Coefficient vector for observed design matrix. If a scalar is provided, the coefficient vector is constant. If NULL (default), entries in the coefficient vector are drawn iid from N(0, betas_sd^2). Can also be a function that generates the coefficient vector; see generate_coef().

betas_unobs

Coefficient vector for unobserved design matrix. If a scalar is provided, the coefficient vector is constant. If NULL (default), entries in the coefficient vector are drawn iid from N(0, betas_unobs_sd^2). Can also be a function that generates the coefficient vector; see generate_coef().

intercept

Scalar intercept term.

err

Function from which to generate simulated error vector.

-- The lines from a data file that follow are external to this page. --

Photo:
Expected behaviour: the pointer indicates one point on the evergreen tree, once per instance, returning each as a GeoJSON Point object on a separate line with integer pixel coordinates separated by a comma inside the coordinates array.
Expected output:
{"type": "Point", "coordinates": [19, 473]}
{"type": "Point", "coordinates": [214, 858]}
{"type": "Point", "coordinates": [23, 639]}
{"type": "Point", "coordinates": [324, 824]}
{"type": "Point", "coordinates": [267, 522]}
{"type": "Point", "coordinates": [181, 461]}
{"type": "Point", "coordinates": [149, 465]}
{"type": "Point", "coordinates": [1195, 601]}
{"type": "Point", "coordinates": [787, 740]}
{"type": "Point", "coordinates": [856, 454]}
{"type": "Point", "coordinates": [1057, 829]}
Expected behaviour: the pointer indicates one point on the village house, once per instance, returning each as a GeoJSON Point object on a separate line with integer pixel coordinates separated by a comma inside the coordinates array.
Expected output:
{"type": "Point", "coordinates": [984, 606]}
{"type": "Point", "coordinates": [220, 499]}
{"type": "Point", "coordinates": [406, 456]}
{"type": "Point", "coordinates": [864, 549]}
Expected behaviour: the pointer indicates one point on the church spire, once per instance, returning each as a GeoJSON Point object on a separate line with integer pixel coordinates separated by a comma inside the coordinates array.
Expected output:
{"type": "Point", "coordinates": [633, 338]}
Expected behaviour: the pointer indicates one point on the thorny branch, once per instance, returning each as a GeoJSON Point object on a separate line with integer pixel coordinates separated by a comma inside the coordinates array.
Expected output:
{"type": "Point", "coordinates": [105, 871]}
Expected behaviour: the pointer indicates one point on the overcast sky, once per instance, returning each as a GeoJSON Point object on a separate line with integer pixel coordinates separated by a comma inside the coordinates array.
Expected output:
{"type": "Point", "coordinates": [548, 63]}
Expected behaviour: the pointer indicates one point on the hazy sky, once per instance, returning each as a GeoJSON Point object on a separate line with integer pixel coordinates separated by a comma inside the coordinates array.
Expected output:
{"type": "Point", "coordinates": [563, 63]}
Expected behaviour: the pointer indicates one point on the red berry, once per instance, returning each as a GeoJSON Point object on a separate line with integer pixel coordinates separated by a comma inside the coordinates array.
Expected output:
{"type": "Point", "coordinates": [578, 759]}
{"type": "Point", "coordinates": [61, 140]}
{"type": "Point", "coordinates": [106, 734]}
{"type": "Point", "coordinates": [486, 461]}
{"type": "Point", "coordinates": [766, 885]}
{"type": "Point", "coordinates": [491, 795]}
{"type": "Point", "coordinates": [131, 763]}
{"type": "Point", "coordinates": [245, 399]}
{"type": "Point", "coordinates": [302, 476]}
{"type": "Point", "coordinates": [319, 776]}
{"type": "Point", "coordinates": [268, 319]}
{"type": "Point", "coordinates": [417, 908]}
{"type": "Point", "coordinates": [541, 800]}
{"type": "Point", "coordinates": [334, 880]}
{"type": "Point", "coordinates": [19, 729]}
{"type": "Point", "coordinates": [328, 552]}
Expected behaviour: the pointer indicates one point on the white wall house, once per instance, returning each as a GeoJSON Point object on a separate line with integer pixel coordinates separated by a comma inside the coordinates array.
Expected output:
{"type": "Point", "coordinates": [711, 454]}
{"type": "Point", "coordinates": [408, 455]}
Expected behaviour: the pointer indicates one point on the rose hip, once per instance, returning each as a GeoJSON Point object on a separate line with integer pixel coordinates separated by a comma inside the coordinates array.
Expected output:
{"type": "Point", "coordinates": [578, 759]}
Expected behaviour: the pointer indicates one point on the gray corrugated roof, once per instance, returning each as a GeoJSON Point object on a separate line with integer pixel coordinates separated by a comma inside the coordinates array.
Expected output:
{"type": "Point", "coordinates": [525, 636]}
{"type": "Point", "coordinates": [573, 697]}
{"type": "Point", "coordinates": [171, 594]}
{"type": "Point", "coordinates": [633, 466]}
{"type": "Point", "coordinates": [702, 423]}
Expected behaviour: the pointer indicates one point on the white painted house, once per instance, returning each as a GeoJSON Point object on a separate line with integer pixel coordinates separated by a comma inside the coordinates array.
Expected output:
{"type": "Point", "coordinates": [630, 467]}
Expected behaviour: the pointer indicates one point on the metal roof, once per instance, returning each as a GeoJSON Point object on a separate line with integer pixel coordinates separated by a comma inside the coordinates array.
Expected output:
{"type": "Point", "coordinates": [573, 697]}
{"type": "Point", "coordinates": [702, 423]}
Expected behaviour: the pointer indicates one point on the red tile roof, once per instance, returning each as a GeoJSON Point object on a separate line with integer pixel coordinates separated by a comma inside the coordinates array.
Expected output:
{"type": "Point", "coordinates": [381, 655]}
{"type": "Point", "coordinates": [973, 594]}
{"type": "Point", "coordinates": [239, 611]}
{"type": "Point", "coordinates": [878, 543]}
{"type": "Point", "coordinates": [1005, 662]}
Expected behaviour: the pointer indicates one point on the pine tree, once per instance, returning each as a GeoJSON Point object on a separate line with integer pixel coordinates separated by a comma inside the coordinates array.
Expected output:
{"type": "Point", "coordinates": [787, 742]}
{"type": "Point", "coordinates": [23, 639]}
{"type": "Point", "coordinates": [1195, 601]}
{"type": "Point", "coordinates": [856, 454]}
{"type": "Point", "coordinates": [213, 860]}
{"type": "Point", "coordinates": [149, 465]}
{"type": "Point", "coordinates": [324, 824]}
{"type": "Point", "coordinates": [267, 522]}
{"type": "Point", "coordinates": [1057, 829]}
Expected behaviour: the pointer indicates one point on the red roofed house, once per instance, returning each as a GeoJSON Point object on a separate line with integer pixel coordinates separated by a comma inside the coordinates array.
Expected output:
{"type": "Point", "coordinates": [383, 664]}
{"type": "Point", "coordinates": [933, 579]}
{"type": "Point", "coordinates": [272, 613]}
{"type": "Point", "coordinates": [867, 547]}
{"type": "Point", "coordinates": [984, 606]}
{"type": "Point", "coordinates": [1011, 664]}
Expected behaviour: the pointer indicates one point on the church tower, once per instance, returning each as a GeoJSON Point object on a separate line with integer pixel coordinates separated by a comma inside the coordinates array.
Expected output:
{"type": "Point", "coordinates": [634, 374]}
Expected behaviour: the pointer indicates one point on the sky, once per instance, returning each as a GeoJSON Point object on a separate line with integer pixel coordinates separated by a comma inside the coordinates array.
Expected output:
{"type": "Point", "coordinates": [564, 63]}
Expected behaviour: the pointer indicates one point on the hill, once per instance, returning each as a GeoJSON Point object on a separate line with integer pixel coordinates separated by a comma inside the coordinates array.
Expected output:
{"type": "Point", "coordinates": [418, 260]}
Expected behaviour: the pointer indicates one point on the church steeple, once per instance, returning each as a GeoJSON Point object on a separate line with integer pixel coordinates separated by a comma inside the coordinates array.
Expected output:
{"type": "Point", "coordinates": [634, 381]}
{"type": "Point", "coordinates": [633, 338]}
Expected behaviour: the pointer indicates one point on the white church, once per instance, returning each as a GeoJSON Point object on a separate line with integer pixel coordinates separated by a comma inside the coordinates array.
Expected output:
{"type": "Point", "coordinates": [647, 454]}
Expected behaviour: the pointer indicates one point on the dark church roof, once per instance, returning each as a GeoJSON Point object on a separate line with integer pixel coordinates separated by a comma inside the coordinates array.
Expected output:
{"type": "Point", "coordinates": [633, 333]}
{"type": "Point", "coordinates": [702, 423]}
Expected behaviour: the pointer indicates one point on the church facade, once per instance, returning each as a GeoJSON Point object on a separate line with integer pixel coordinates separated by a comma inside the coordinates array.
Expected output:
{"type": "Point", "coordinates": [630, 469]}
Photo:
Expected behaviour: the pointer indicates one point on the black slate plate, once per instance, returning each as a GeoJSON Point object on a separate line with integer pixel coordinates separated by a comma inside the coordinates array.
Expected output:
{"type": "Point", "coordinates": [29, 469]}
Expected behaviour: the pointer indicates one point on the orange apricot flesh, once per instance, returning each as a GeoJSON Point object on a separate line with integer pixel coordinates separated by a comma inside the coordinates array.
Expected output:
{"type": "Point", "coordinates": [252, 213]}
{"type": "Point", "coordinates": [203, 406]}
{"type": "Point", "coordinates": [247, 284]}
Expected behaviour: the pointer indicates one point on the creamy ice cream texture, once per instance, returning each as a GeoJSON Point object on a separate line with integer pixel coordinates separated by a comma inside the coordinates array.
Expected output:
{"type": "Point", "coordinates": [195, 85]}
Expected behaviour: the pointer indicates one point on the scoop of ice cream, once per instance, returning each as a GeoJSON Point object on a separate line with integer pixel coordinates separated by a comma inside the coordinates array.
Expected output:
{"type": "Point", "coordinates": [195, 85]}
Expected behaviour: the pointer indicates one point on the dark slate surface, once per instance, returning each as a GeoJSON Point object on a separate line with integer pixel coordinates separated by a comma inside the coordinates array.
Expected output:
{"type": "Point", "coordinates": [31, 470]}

Default is NULL which adds no error to the DGP.

data_split

Logical; if TRUE, splits data into training and test sets according to train_prop.

train_prop

Proportion of data in training set if data_split = TRUE.

return_values

Character vector indicating what objects to return in list. Elements in vector must be one of "X", "y", "support".

...

Additional arguments to pass to functions that generate X, U, y, betas, betas_unobs, and err. If the argument doesn't exist in one of the functions it is ignored. If two or more of the functions have an argument of the same name but with different values, then use one of the following prefixes in front of the argument name (passed via ...) to differentiate it: .X_, .U_, .y_, .betas_, .betas_unobs_, or .err_. For additional details, see generate_X_gaussian(), generate_y_linear(), generate_coef(), and generate_errors()

Value

A list of the named objects that were requested in return_values. See brief descriptions below.

X

A data.frame.

y

A response vector of length nrow(X).

support

A vector of feature indices indicating all features used in the true support of the DGP.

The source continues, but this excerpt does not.